The Ukraine-Russia war and other fast-moving global events are compelling the US and its allies and partners to continue investments in learning technologies across their training enterprises – and concurrently strengthen their live training programs.
Western militaries are making wise investments in learning technologies across their defense training and education portfolios. Learners are completing lesson scenarios faster and more efficiently as they use ever-more-capable flight training devices and other virtual systems and content, such as virtual reality head-mounted devices. As constructive simulation also matures, human performance teams and their service training counterparts are eyeing enablers beyond the virtual and constructive domains.
While military simulation and training industry teams are beginning to bring to bear big data into training activities, they are picking up the pace on how to best use artificial intelligence to help train operators in the air, land, sea, space and cyber domains.
The technology continuum continues to evolve yet further, with the metaverse being one of several other emerging enablers that have the potential to further improve the readiness of individuals, units and staffs. Military departments must continue to advance their programs and systems in the virtual and constructive domains. At the same time, a confluence of events is doing nothing less than forcing the Pentagon and other nations’ defense headquarters to bolster their investments in, and fielding of, live training capabilities.

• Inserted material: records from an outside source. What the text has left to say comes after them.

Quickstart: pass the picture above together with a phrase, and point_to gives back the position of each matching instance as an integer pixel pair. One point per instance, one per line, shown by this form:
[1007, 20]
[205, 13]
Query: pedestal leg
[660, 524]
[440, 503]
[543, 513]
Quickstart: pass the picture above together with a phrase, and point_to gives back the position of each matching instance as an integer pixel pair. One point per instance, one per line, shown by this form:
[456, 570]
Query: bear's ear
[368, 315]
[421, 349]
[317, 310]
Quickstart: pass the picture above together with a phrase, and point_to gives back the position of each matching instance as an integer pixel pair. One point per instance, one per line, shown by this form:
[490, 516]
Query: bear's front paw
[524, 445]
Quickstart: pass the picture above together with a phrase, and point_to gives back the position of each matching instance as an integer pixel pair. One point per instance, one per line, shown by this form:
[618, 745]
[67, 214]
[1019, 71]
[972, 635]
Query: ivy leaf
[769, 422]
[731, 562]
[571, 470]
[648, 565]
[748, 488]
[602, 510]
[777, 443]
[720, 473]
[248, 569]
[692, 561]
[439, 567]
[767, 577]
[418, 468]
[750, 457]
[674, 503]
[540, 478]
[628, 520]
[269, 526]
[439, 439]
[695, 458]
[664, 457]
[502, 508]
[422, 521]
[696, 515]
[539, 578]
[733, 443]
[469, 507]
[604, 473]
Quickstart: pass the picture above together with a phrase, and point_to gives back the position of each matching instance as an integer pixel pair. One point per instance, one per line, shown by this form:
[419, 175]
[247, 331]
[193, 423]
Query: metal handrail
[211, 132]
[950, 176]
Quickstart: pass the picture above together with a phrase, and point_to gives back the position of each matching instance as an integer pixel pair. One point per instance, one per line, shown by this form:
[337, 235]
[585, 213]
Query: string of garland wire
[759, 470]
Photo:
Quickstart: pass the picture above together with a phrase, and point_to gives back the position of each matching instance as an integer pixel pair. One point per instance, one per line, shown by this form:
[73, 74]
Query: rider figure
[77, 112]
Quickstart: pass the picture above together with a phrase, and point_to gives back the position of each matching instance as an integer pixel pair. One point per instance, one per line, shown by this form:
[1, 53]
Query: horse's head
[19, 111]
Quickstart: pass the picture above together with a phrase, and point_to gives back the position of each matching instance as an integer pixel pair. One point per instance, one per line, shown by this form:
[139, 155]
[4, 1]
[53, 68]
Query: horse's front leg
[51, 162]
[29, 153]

The major forcing function to which the US DoD and its partners are responding is the Ukraine-Russia war. One emerging task at hand is for defense-industry teams to also focus on strengthening the “L” piece of the LVC training construct.
The 2023 Live Training Domain
Live training is a multi-faceted enterprise.
In one instance, training ranges must be kept relevant and able to meet 2023-era and beyond threat environment challenges. Indeed, last December the Pentagon announced the US would provide Ukrainian soldiers with combined arms and joint maneuver training.
With the proliferation of weapons platforms and weapons systems being delivered to Ukraine, military-industry teams must also focus on training Ukrainian and other future nation’s military forces on the operations and upkeep of this materiel.
In one of many cases of the frenetic pace of completed and planned weapons transfers, the US is sending one Patriot air defense battery and associated munitions to Ukraine. Pentagon Press Secretary Air Force BG Pat Ryder said, “Training for Ukrainian forces on the Patriot air defense system… will prepare approximately 90 to 100 Ukrainian soldiers to operate, maintain and sustain the defensive system over a training course expected to last several months.” Prospective maintenance personnel and other crew members will literally learn skills by hands-on training – with some scrapped knuckles and dirty nails along the way.
Beyond Ukraine, the US continues to identify China as a peer competitor in and beyond the Western Pacific. To that end, US combatant commanders and their diplomatic counterparts are relying on expanded DoD bi-and multi-lateral training engagements with partners and allies to enhance interoperability among the military forces and another opportunity to solidify alliances in the region.
Committing to Robust Live Training
The Biden administration is due to deliver its fiscal year 2024 Pentagon budget to the US Congress soon. The document should outline how DoD will invest in training ranges, and other programs and systems through the future years defense program. Also starting this month, combatant commanders and other senior Pentagon leaders will begin outlining their plans for engagement with allies and friends, and other topics during the annual Spring Congressional testimony season.